I am trying to build a multi layer neural network. I have train data with shape:
train[0][0].shape
(4096,)
Below is my dense layer
from collections import OrderedDict
n_out = 8
net = nn.Sequential(OrderedDict([
('hidden_linear', nn.Linear(4096, 1366)),
('hidden_activation', nn.Tanh()),
('hidden_linear', nn.Linear(1366, 456)),
('hidden_activation', nn.Tanh()),
('hidden_linear', nn.Linear(456, 100)),
('hidden_activation', nn.Tanh()),
('output_linear', nn.Linear(100, n_out))
]))
I am using crossentropy as the loss function. The problem I have is when I train the model with the below code:
learning_rate = 0.001
optimizer = torch.optim.SGD(net.parameters(), lr=learning_rate)
n_epochs = 40
for epoch in range(n_epochs):
for snds, labels in final_train_loader:
outputs = net(snds.view(snds.shape[0], -1))

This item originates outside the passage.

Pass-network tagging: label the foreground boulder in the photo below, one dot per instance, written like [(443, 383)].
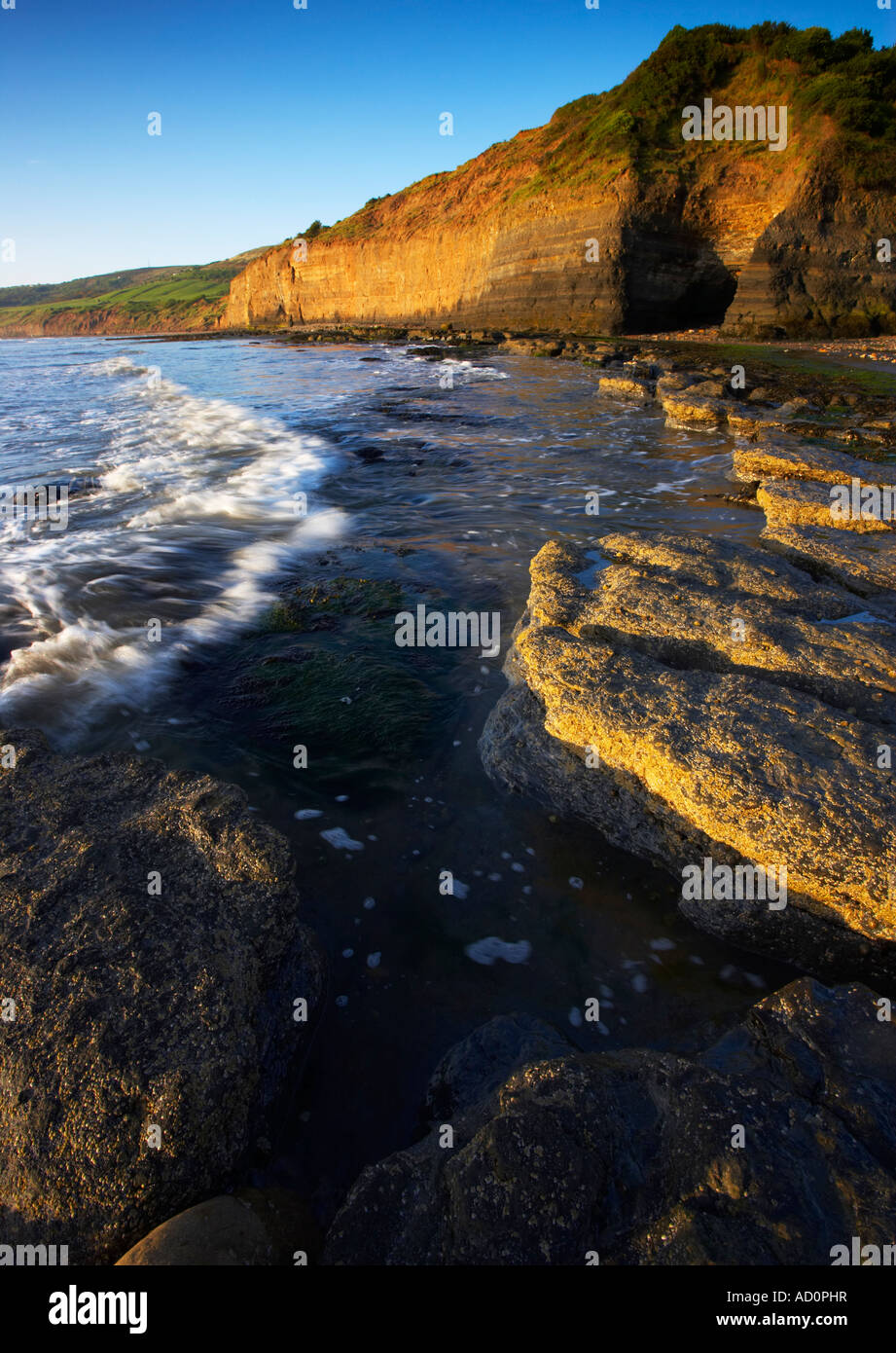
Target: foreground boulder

loss = loss_fn(outputs, labels)
optimizer.zero_grad()
loss.backward()
optimizer.step()
print("Epoch: %d, Loss: %f" % (epoch, float(loss)))
The error I receive is the matrix multiplication error.
RuntimeError: mat1 and mat2 shapes cannot be multiplied (100x4096 and 456x100)
I have the dimensions wrong but cannot figure out how to get it right.
The OrderedDict
contains three Linear
layers associated with the same key, hidden_layer
(the same happens with nn.Tanh
). In order to make it work you need to provide such layers with a different name:
inp = torch.rand(100, 4096)
net = nn.Sequential(OrderedDict([
('hidden_linear0', nn.Linear(4096, 1366)),
('hidden_activation0', nn.Tanh()),
('hidden_linear1', nn.Linear(1366, 456)),
('hidden_activation1', nn.Tanh()),
('hidden_linear2', nn.Linear(456, 100)),
('hidden_activation2', nn.Tanh()),
('output_linear', nn.Linear(100, n_out))
]))
net(inp) # now it works!